Hin- und Hergeschichten nannte sich ein Buch, das Franz Hohler und Jürg Schubiger gemeinsam verfasst haben. Der eine schickte dem anderen eine Geschichte und der Empfänger liess sich durch diese zu einem eigenen Werk inspirieren. Weil die beiden sich keine weiteren Vorgaben machten, sind herrlich verrückte Texte entstanden. Diesen inspirierenden Prozess wollen Regula Haus, eine befreundete Autorin, und ich ausprobieren. Wer dann übrigens Lust bekommt, mehr von Regula Haus zu lesen, besorgt sich einfach ihr Buch "Das schwarze Sofa" (nicht wundern, damals trug sie noch den Doppelnamen Haus-Horlacher) oder schauen sich http://www.literaturport.de/Regula.Horlacher/ an.

Als sie klein war, hatte sie Weihnachten geliebt. Sich für ihre Nächsten ein Geschenk einfallen zu lassen, war eine Herzensangelegenheit. Und erst die Verpackung. Papier und Schleifen mussten gemeinsam erstrahlen. Heute hing die Weihnachtsbeleuchtung spätestens Mitte November in Geschäften unterschiedlichster Art. Doch die wenigsten Menschen genossen dies. Sie stürmten aneinander vorbei, oft in beiden Händen Taschen, Kopfhörer in den Ohren, den Blick aufs Handy oder die nächste Ladenfront geheftet. Manchmal stand sie mitten in diesem Konsumsturm und kämpfte um eine Begegnung. Doch meistens machte sie sich nach der Arbeit auf dem schnellsten Wege nach Hause. In den eigenen vier Wänden fühlte sie sich sicher. Doch die Begegnungen schienen ausgesperrt. Die Atmosphäre hatte oft etwas Bedrückendes. Aber manchmal gelang das Unglaubliche: Eine Freundin traf sich mit ihr zum Essen. Die Handys blieben in der Tasche. Und im Gespräch über Arbeit, Menschen und Träume entstand Wärme - wahre Weihnachtswärme.

„Der Dezemberplan steht noch nicht definitiv fest, aber ich kann Ihnen heute schon sagen, dass Sie über Weihnachten frei haben“, informierte die Pflegedienstleiterin Bea während des Einführungsgesprächs an ihrem ersten Arbeitstag Anfang November. Bea freute sich. Sie mochte Weihnachten.
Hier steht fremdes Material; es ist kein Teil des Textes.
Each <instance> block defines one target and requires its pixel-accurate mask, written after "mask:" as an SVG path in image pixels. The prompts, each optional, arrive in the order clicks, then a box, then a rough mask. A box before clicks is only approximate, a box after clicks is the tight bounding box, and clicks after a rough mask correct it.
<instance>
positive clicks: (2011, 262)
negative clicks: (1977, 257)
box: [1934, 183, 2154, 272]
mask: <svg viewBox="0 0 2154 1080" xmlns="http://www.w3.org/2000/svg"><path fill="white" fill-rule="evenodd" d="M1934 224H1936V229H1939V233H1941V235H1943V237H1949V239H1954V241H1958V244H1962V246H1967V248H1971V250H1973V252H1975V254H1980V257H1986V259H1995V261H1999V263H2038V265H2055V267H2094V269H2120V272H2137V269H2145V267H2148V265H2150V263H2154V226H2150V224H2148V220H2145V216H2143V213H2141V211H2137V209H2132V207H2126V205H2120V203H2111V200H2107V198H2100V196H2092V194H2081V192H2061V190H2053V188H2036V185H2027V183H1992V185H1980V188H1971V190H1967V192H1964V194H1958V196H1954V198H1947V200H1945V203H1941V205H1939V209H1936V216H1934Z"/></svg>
Aber sie wusste auch, dass es sich bei dieser Zuteilung von Freitagen nicht um Grosszügigkeit ihr gegenüber handelte. Vor ein paar Jahren wäre es das wohl noch gewesen, aber die Zeiten hatten sich geändert. Schon an Beas bisherigem Arbeitsort wollten ihre Kolleginnen viel lieber über Silvester-Neujahr frei als über Weihnachten, sogar wenn sie kleine Kinder hatten. Offenbar war Weihnachten aus der Mode gekommen. Nun ja. Weshalb ein einzelner nackter neugeborener Säugling jedes Jahr wieder gefeiert werden sollte, war ja auch nicht wirklich nachvollziehbar. Nach all der Zeit! Allein in der Schweiz kamen jährlich 80 000 Kinder zur Welt, hatte sie kürzlich in der Zeitung gelesen. 80 000 hilflose Kinder, die ihren Eltern zwar Freude bereiteten, aber ebensoviel Arbeit und Sorgen. Und die auch nur allzu oft den in sie gesteckten Hoffnungen und Erwartungen nicht gerecht wurden. Genau wie der Säugling aus dem Stall in Bethlehem Hoffnungen und Erwartungen nicht erfüllt hatte! War es da nicht tatsächlich vernünftiger, Silvester zu feiern? Das Jahr war überstanden, und was auch immer es einem gebracht hatte, man lebte noch? Bea wusste es nicht. Sie hatte keine Kinder.